Google Docs to get significant improvements

Google admits that Docs isn't a full-on replacement for Microsoft Office yet, but the company says its hosted productivity software will be dramatically better in a year's time

Google Docs, a hosted suite of office productivity applications, still has a ways to go in its development, but users can expect dramatic changes in the next 12 months.

So said Dave Girouard, president of Google's Enterprise unit, at the Bank of America and Merrill Lynch 2009 U.S. Technology Conference on Thursday.

[ Read InfoWorld's comparative review of Google Docs, Lotus Symphony, OpenOffice, and Zoho, or view the "Office killers" slide show. ]

After acknowledging that Google has "a lot of work to do" to improve Docs, and that the suite isn't yet a "full on" replacement for Microsoft Office, nor the open source OpenOffice, Girouard said big improvements are coming.

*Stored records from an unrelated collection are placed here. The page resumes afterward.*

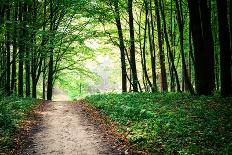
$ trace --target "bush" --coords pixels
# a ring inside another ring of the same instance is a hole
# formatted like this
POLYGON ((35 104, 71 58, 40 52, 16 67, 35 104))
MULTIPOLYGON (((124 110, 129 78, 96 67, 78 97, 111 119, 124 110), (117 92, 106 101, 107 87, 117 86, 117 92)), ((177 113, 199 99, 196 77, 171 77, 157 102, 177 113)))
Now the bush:
POLYGON ((11 135, 35 103, 31 98, 0 96, 0 149, 10 147, 11 135))
POLYGON ((119 131, 128 131, 132 144, 149 152, 229 154, 232 149, 232 98, 125 93, 86 101, 116 120, 119 131))

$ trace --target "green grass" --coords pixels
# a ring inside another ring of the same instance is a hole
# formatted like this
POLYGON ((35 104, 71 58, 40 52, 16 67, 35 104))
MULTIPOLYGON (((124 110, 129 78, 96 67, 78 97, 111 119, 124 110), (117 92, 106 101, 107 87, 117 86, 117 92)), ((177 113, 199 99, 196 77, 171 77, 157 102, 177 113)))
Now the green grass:
POLYGON ((232 98, 179 93, 105 94, 86 97, 129 131, 131 144, 157 154, 230 154, 232 98))
POLYGON ((0 153, 13 145, 11 135, 20 127, 36 101, 31 98, 0 96, 0 153))

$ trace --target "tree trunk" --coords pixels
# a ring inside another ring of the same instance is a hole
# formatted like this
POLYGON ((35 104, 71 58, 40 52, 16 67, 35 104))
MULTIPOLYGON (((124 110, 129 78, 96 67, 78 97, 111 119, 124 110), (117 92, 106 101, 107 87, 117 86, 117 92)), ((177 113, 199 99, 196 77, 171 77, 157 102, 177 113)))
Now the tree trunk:
POLYGON ((176 8, 177 8, 177 20, 179 25, 179 32, 180 32, 180 46, 181 46, 181 58, 182 58, 182 69, 183 69, 183 78, 184 78, 184 85, 186 85, 188 91, 191 94, 194 94, 193 86, 189 80, 186 61, 185 61, 185 53, 184 53, 184 23, 183 23, 183 15, 181 11, 181 3, 179 5, 178 0, 176 2, 176 8))
POLYGON ((23 6, 19 2, 19 21, 20 21, 20 35, 19 35, 19 65, 18 65, 18 95, 23 96, 23 62, 24 62, 24 21, 23 21, 23 6))
POLYGON ((130 27, 130 61, 132 71, 132 87, 134 92, 138 92, 138 77, 135 60, 135 36, 134 36, 134 18, 133 18, 133 0, 128 0, 128 14, 130 27))
POLYGON ((220 40, 220 65, 221 65, 221 96, 232 95, 231 86, 231 51, 229 21, 227 18, 227 0, 217 0, 219 40, 220 40))
POLYGON ((121 68, 122 68, 122 92, 127 92, 127 72, 126 72, 126 60, 125 60, 125 45, 124 38, 122 33, 122 25, 118 7, 118 0, 114 1, 115 7, 115 20, 118 29, 118 40, 119 40, 119 48, 121 52, 121 68))
POLYGON ((155 0, 155 12, 157 17, 157 29, 158 29, 159 57, 160 57, 160 68, 161 68, 161 90, 168 91, 158 0, 155 0))
POLYGON ((208 14, 207 5, 202 3, 204 3, 204 1, 200 1, 200 3, 198 3, 198 1, 188 1, 194 44, 195 83, 197 94, 211 95, 214 89, 214 63, 212 63, 214 62, 212 58, 214 51, 211 47, 213 45, 211 40, 205 38, 207 35, 208 37, 212 35, 209 34, 210 32, 208 30, 205 30, 206 28, 210 29, 209 27, 211 27, 211 24, 208 23, 208 16, 202 15, 203 12, 208 14), (206 5, 206 7, 202 7, 201 5, 206 5), (205 11, 202 11, 203 8, 205 11), (206 21, 202 22, 203 19, 206 21))

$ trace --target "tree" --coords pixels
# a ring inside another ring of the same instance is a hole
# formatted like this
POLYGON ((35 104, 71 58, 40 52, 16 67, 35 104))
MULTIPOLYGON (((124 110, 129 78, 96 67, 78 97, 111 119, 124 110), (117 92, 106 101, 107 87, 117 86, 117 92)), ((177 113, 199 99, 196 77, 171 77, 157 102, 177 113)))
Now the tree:
POLYGON ((231 81, 231 48, 230 32, 227 16, 227 0, 217 0, 219 40, 220 40, 220 67, 221 67, 221 95, 227 97, 232 95, 231 81))

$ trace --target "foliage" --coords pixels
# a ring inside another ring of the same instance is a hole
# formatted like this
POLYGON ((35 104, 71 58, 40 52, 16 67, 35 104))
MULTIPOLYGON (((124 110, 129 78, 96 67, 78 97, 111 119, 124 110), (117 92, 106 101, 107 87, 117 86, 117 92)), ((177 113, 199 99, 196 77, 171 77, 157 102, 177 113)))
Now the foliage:
POLYGON ((35 103, 35 99, 31 98, 0 96, 0 150, 12 145, 12 133, 19 128, 35 103))
POLYGON ((131 144, 164 154, 229 154, 232 98, 181 93, 93 95, 86 101, 119 122, 131 144))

"In a year, those products will be night and day from what they are today," he said, referring to the word-processing, spreadsheet, and presentation software in Docs.

While Google has always acknowledged that Docs doesn't match all of the Microsoft Office features, it also has pointed out that, as Web-hosted software, it offers collaboration capabilities its PC-based competitor can't.

Girouard wasn't specific about what Docs features need to improve, but his comments sounded like a general acknowledgement that, even with its collaboration advantages, Docs has to improve its user experience to get people to view it as a more credible alternative to other office suites.

Girouard, whose presentation was webcast, said that Gmail and Calendar are much more mature products and thus drive the decisions of most businesses to adopt the Apps collaboration and communication suite, which also includes Docs.

Apps customers will also see more effort by Google to attract enterprise developers to its App Engine hosted application development environment, which recently gained Java support and became generally available, after a period of limited release.

Google will also continue enhancing the Gmail and Calendar components with improvements aimed at CIOs and IT managers, including the upcoming Apps Connector for BlackBerry Enterprise Server, he said.

Ironically, the economic downturn and the ensuing reductions in IT budgets have caused a spike in interest in the Premier version of Apps, which can cost between five and 20 times less than Microsoft's Office and Exchange, he said.

Apps Premier costs $50 per user, per year and, as the most sophisticated version of the suite, is geared toward businesses with more than 50 end-users, which is the maximum for the Standard version, which carries ads in Gmail and is free. There is also a free Education edition designed for schools and universities. Most Apps users are small businesses.

While happy with the gradual but steady growth of Apps' adoption by large enterprises, Girouard acknowledged that security concerns about Web-hosted software remain a big obstacle.

"We're very early in this thing, and most CIOs are still scared to death with the idea of their data being outside of their firewall in someone else's datacenters," said Girouard, who answered questions from a financial analyst and from audience members.

Google maintains that those concerns are unwarranted, saying data is more secure in one of its datacenters than in an organization's datacenter.

Another challenge for Apps' adoption is CIOs' reluctance to change software that tens of thousands of employees use, Girouard said. "The thought of moving 50,000 end-users to an entirely new experience for something they use every day is very daunting," he said.

Every few weeks, a large enterprise with 10,000 end-users or more migrates to Apps, and every time that happens, momentum continues to build, as well as confidence in the suite itself and in the SaaS (software-as-a-service) model, he said.

One thing that doesn't help CIOs understand SaaS specifically and cloud computing in general is the sudden appropriation of the terms by myriad vendors in order to benefit their marketing efforts, he said.

[ If you're confused about cloud computing, check out InfoWorld's guide to what cloud computing really means. ]

"It's interesting that everybody is in cloud computing now. In most cases, I view it as a re-labeling of what they were doing five years ago," he said.

Girouard has a particular beef with the term "private clouds" to refer to customer dat centers that have been optimized through the use of virtualization technology. "By no means would I describe that as cloud computing. I'd call that more efficient datacenters and getting more out of the servers you buy," he said.

Among the few vendors doing true cloud computing at scale are Google, Salesforce.com and Amazon.com, Girouard noted. "If you're still selling large up-front buildouts of X, Y, or Z, regardless of what virtualization is involved, that's not, in my mind, cloud computing," he said.

Google's Enterprise unit generates "a few hundred million dollars" in revenue, is profitable, and is growing, Girouard said.

Its revenue is just a small fraction of Google's total revenue, which mostly comes from online advertising, but growing that percentage isn't his focus.

"I'm not competing with the rest of Google. I'm looking to build a very large business over a long period of time," he said.

The opportunities in IT enterprise search and Web-hosted business software are big. "We can be a first-tier player in IT," he said.

"We’re not driving Google's top or bottom line in 2009, and probably not in 2010, for that matter. Having said that, we can grow for many years in this business and build a very large business over time," he said.